- Projected economic growth rates of 0.9% for the eurozone
- Rental growth of 3.4% for logistics, 2.1% for office and 1.2% for retail in Europe forecast for 2024
- Prime yields for core properties are expected to peak in the first half of 2024
As inflation falls from its 2022 peak and central banks’ interest rate hikes are coming to an end, international real estate consultancy firm Cushman & Wakefield (C&W) forecasts a recovery in Europe’s real estate markets in its EMEA Outlook 2024, albeit at differing speeds by country and asset class.
Sukhdeep Dillon, Head of EMEA Forecasting at C&W, explains: “Looking ahead to 2024, our forecasts indicate that the commercial real estate markets are approaching a turning point after a turbulent period. Although economic growth is currently still subdued, the tide seems to be turning. While risks such as persistent inflation remain, forecasts point to moderate expansion rather than recession in Europe. Lower transaction volumes in many markets have led to a slower pricing phase, particularly in the office sector.”
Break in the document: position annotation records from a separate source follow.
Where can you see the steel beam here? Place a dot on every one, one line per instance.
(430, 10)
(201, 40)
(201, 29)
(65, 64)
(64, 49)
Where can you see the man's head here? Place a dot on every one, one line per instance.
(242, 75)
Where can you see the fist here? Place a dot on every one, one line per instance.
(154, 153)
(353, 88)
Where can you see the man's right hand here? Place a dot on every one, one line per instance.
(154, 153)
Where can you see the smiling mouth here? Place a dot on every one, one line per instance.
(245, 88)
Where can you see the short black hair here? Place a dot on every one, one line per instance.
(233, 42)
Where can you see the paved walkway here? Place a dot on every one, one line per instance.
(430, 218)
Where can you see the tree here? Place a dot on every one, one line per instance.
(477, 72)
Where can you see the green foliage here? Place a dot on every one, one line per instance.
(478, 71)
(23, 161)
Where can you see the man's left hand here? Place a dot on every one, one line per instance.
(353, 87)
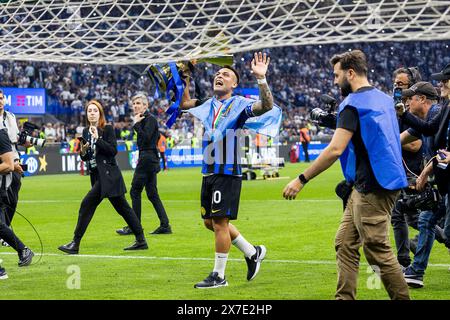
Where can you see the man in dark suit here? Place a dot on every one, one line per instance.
(148, 165)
Office space: quality over quantity
Despite the overall fall in demand in the European office market, more than half of lettings are in prime locations. As companies are favouring hybrid models with fixed office working and home office hours for their employees, buildings with the triad of good location, excellent amenities and sustainability continue to be in high demand. The trend towards higher-quality space, which has been in place since 2020, is continuing.
In the coming years, buildings with a positive ESG balance will become the norm. Given that 76% of extant European office space is at risk of ESG obsolescence by 2030, the continued robust rental demand means investors have an incentive to modernise or find alternative uses for office properties.
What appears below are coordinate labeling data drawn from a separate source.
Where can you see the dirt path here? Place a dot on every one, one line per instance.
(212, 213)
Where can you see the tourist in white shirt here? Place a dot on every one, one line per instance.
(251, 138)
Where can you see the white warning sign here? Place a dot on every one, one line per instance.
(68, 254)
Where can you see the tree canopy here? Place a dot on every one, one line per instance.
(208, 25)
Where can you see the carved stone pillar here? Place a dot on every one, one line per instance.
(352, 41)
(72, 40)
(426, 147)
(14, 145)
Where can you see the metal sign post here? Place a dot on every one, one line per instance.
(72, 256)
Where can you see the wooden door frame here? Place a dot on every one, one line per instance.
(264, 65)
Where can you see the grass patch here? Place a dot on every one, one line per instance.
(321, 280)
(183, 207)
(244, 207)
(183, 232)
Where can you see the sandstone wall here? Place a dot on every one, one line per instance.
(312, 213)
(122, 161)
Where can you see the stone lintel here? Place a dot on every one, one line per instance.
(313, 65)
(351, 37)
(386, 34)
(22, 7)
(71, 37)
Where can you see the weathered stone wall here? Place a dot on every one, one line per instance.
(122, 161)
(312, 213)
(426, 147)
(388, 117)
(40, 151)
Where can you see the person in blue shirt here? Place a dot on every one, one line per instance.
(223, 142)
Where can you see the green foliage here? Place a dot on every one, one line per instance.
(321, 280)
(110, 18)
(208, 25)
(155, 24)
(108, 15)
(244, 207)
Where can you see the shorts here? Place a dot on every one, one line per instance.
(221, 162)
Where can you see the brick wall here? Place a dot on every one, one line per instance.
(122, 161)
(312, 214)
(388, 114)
Logistics: take-up expected to reach pre-pandemic levels
After exceptional growth during the pandemic, the activity of European logistics occupiers has decreased significantly in 2023. However, the continued increase in e-commerce, nearshoring of production and demand for sustainable space will continue to boost demand in the medium to long term. C&W expects take-up to reach pre-pandemic levels in 2024.
The expectation of a more significant recovery in investment activity is based on the confidence that investors will allocate capital to logistics and industrial properties with a value-add or opportunistic approach.
Retail: Stable demand for first-class properties in a difficult environment
The retail sector is facing ongoing economic challenges. C&W does not expect take-up to recover until the end of 2024. As consumers face a higher cost of living, consumers’ propensity to buy has fallen and the number of tourists is still below pre-pandemic levels.
Due to these challenges, retailers are continuing to focus on creating attractive retail spaces with an experiential character in prime locations. This focus has resulted in fashion retailers accounting for 30% of lettings across Europe since 2021. This has led to a resurgence in retail rents, which are either at pre-2020 levels or even higher in high-quality locations.
Housing: Sustained demand
Non-cyclical demographic factors such as the ageing population, the declining home ownership rate and urbanisation continue to ensure high demand and contribute to the fact that the supply of senior housing, private rental properties and student accommodation is insufficient to meet demand. While rising construction costs have so far had a negative impact on investment activity, forecasts now suggest that receding inflation could lead to a turnaround in Europe in 2024.